Kessner : manœuvre discrète dans le Golfe pour capter l’Afrique sans rendre de comptes
Quand une firme britannique s’installe à Abou Dhabi, ce n’est jamais anodin.
Changement de base : Kessner délaisse Londres pour l’ombre protectrice du Golfe
En apparence, ce n’est qu’une annonce corporate de plus : la firme britannique Kessner Capital Management élargit sa présence géographique et s’associe avec un family office émirati pour ouvrir une base régionale dans la capitale des Émirats arabes unis. Mais pour qui lit entre les lignes, l’expansion de Kessner à Abou Dhabi n’est ni anodine, ni neutre. Elle s’inscrit dans une dynamique de contournement des normes occidentales, de déterritorialisation du pouvoir financier, et de reconfiguration silencieuse des flux d’influence sur le continent africain.
Kessner, spécialisé dans le crédit privé et les opérations spéciales sur le marché africain, délaisse ainsi la cité londonienne comme centre névralgique au profit d’une plateforme juridiquement souple, fiscalement tolérante et politiquement discrète.
« Abou Dhabi est devenu l’endroit incontournable pour quiconque veut engager du capital vers l’Afrique », affirme Bruno-Maurice Monny, cofondateur et managing partner de Kessner.
Il n’a pas tort. Mais cette phrase mérite d’être dépliée.
Le Golfe : nouveau sanctuaire des ambitions non-alignées
Abou Dhabi attire, non pas parce qu’il est plus proche de Lagos ou de Kinshasa que Londres ne l’est, mais parce qu’il offre à des structures comme Kessner Capital un abri loin des fourches caudines de la compliance européenne, des obligations ESG anglo-saxonnes, et des injonctions idéologiques de la Banque mondiale. Ici, on parle rendement, levier, accès. Le reste est accessoire.
Le family office émirati dont le nom reste étonnamment absent de tout communiqué agit comme interface silencieuse entre les réseaux d’influence locaux et les appétits occidentaux. Cette alliance feutrée offre à Kessner une légitimité régionale, un carnet d’adresses élargi, et l’accès à des capitaux souverains prêts à se déployer rapidement sur les marchés africains.

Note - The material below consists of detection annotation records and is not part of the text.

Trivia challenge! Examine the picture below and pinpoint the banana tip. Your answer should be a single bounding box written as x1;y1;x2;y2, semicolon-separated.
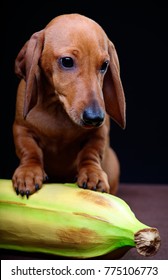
134;228;161;257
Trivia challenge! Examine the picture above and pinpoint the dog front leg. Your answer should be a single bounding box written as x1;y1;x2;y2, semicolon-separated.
77;128;110;193
12;122;47;197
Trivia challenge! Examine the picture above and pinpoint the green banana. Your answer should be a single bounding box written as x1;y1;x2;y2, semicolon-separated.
0;180;160;259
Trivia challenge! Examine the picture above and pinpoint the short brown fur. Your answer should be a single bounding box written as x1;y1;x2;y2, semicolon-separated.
12;14;125;197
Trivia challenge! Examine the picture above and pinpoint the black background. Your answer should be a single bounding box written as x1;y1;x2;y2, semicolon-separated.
0;1;168;184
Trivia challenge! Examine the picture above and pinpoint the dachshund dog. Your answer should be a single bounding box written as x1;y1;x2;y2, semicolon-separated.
12;14;125;198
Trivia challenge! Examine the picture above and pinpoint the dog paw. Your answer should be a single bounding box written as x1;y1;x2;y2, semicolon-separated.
77;167;110;193
12;165;47;198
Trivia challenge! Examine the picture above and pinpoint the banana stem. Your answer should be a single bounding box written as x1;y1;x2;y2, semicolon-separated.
134;228;161;257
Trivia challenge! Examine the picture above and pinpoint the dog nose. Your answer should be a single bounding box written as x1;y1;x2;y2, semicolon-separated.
82;106;105;127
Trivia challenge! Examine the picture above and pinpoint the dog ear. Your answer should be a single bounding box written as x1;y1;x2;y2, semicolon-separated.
15;30;44;118
103;41;126;128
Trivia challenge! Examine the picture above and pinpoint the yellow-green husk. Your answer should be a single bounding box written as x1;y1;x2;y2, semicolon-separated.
0;180;160;258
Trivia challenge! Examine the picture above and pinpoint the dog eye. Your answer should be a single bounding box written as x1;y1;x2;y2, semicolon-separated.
60;56;74;68
100;61;109;73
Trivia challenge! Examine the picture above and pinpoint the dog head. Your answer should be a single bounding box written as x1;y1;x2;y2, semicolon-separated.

Abou Dhabi devient ainsi la plaque tournante d’une finance de l’ombre assumée, sans accountability publique, mais avec une efficacité redoutable. À la faveur de cette délocalisation, Kessner s’émancipe du regard britannique tout en conservant ses accès à la finance européenne.
L’Afrique, nouveau laboratoire du capital non occidental
Kessner l’affiche sans détour : son ambition est de déployer du capital dans des secteurs africains porteurs de "croissance inclusive et résiliente". Derriere ces formules convenues, se dessine une stratégie d’investissement opportuniste dans l’infrastructure, la logistique, les ressources naturelles et la dette souveraine. Autrement dit : les veines ouvertes de l’Afrique.
Ce mouvement s’inscrit dans une dynamique plus large : la recolonisation par le crédit privé, via des instruments financiers hors de portée des contre-pouvoirs africains traditionnels. Dans ce jeu, Kessner, adossé à Abou Dhabi, devient l’un des instruments de cette nouvelle captation silencieuse.
On n’y voit ni les ONG, ni les bailleurs publics, ni les conditionnalités sociales. Juste des deals bilatéraux, des clauses opaques, et des contreparties bien réelles.
Londres marginalisée, Washington contourné
Le siège londonien de Kessner n’est plus qu’une antenne. La stratégie se conçoit ailleurs. Dans le monde d’après, là où les deals se passent en dehors des règles du jeu occidentales.
Ce contournement s’inscrit aussi dans un temps diplomatique : celui où Washington, affaibli, tente de rallier ses alliés contre la Chine et la Russie, pendant que des structures intermédiaires comme Kessner font le pont entre l’argent anglo-saxon et les zones grises de la croissance globale. Abou Dhabi est leur zone franche.
Kessner comme avant-garde d’une finance post-occidentale
Ce que révèle en creux l’arrivée de Kessner à Abou Dhabi, c’est l’installation d’une nouvelle géographie du pouvoir financier : mobile, invisible, non-alignée. Loin du FMI, loin de l’ONU, et plus que jamais connectée aux hubs de puissance régionale.
Kessner n’est pas une exception. C’est un signal faible. Et dans le monde d’aujourd’hui, les signaux faibles parlent plus fort que les déclarations officielles.